Bob Bogle, a founding member of the Ventures, the long-running guitar band whose jaunty 1960 hit “Walk — Don’t Run” became an early standard of instrumental rock ’n’ roll and taught generations of guitarists how to make their solos sparkle, died on Sunday in Vancouver, Wash., where he lived. He was 75.

The cause was non-Hodgkin’s lymphoma, Fiona Taylor, the Ventures’ manager, said.

Although not the first instrumental band of the rock era, the Ventures were the most successful and enduring, applying their twangy, high-energy sound to dozens of albums. Older than the typical teenage garage band, the members of the Ventures cut wholesome figures, their guitar gymnastics coming across as good, clean sport.

Mr. Bogle and Don Wilson, two young construction workers and novice guitar enthusiasts, started the group in Tacoma, Wash., in 1958. Unable to attract a record label, they founded their own, Blue Horizon.

Their first single, “Cookies and Coke,” was a flop, but for their second they chose “Walk — Don’t Run,” a tune by the jazz guitarist Johnny Smith that Mr. Bogle had discovered on a Chet Atkins album. The Ventures transformed the gentle original with a quick tempo and bright, punchy guitars. Mr. Bogle played the lead part, punctuating the melodies with springy vibrato and various noisemaking tricks.

“They took a jazz song that had some swing to it, and they garaged it out,” Peter Blecha, author of “Sonic Boom: The History of Northwest Rock From ‘Louie Louie’ to ‘Smells Like Teen Spirit,’ ” said in an interview on Tuesday. “They stomped their way through it, ignored the niceties of the sound and made it palatable to 15-year-old tastes.”

In the summer of 1960 the single became first a regional hit and then, with distribution by the Liberty label, a national one. It eventually reached No. 2 and sold 2 million copies, according to the Rock and Roll Hall of Fame and Museum. Later that year, when the group prepared to tour, it enlisted a more dexterous guitarist, Nokie Edwards, and Mr. Bogle moved permanently to bass guitar. Howie Johnson was the drummer in the original band, later to be replaced by Mel Taylor.
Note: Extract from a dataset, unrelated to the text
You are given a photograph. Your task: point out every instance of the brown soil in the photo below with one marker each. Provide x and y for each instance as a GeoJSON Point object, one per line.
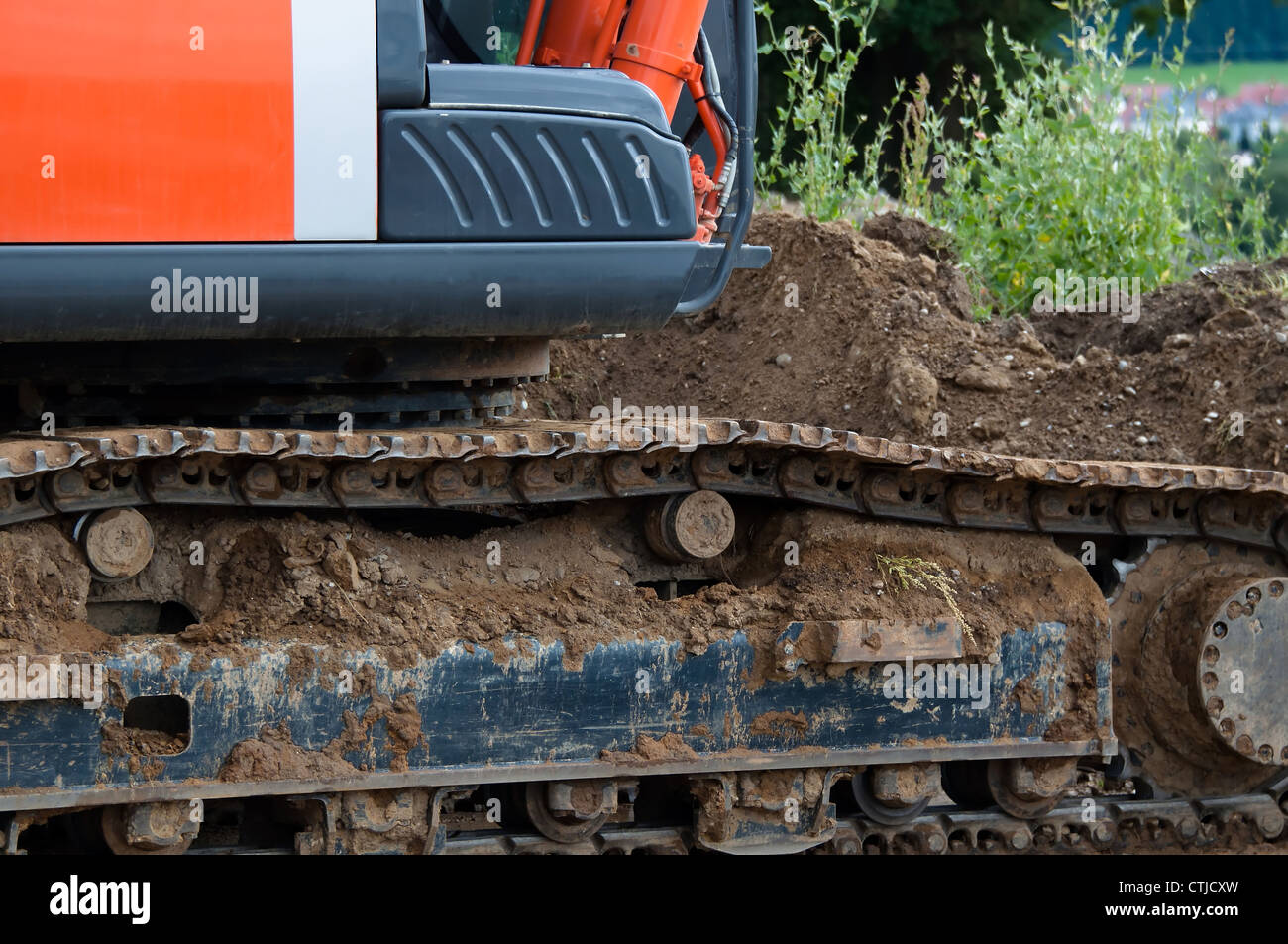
{"type": "Point", "coordinates": [883, 343]}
“Walk — Don’t Run” became the Ventures’ formula, applied on hundreds of subsequent records. That same year, 1960, they had another hit with their instrumental version of “Perfidia,” a much-covered song by the Mexican songwriter Alberto Domínguez. (Charlie Parker, Glenn Miller, Nat King Cole and Linda Ronstadt, among others, have also recorded versions of it.)

The band covered pop hits, television theme songs and various novelties in the signature Ventures style, including Johnny Cash’s “I Walk the Line,” “Slaughter on Tenth Avenue” and the “Batman” theme. Psychedelic albums followed in the late 1960s, and in 1972 the Ventures covered “Theme From ‘Shaft,’ ” the blaxploitation classic by Isaac Hayes.

The Ventures scored a total of six Top 40 hits throughout the ’60s, including a surf remake of “Walk — Don’t Run,” which reached No. 8 in 1964, and a version of the “Hawaii Five-O” television theme, which went to No. 4 in 1969.

In 1965 the group released an instructional album, “Play Guitar With the Ventures,” and over the years many top rock guitarists, including George Harrison and John Fogerty, have acknowledged a debt to the band.

By the 1970s, the Ventures’ popularity had begun to wane in the United States, although they remained successful in Japan, where they had toured from their earliest years to the present; confounding record collectors, the group made dozens of albums exclusively for release in Japan.

Among Mr. Bogle’s survivors are his wife, Yumi; his brothers Clarence, Dennis and Curtis; a sister, Sybil; his sons Gary, Mike, Paul, Randy and Brandon; a daughter, Kathy; and numerous grandchildren and great-grandchildren.

The Ventures were inducted into the Rock and Roll Hall of Fame in 2008; Mr. Fogerty was the presenter. Mr. Bogle was not in attendance, but Mr. Wilson and Mr. Edwards were, and Ms. Taylor, the band’s manager and widow of Mel Taylor, accepted the honor on his behalf. Mr. Taylor died in 1996, and Howie Johnson had died in 1988. At the ceremony, the band performed the “Hawaii Five-O” theme and “Walk — Don’t Run.”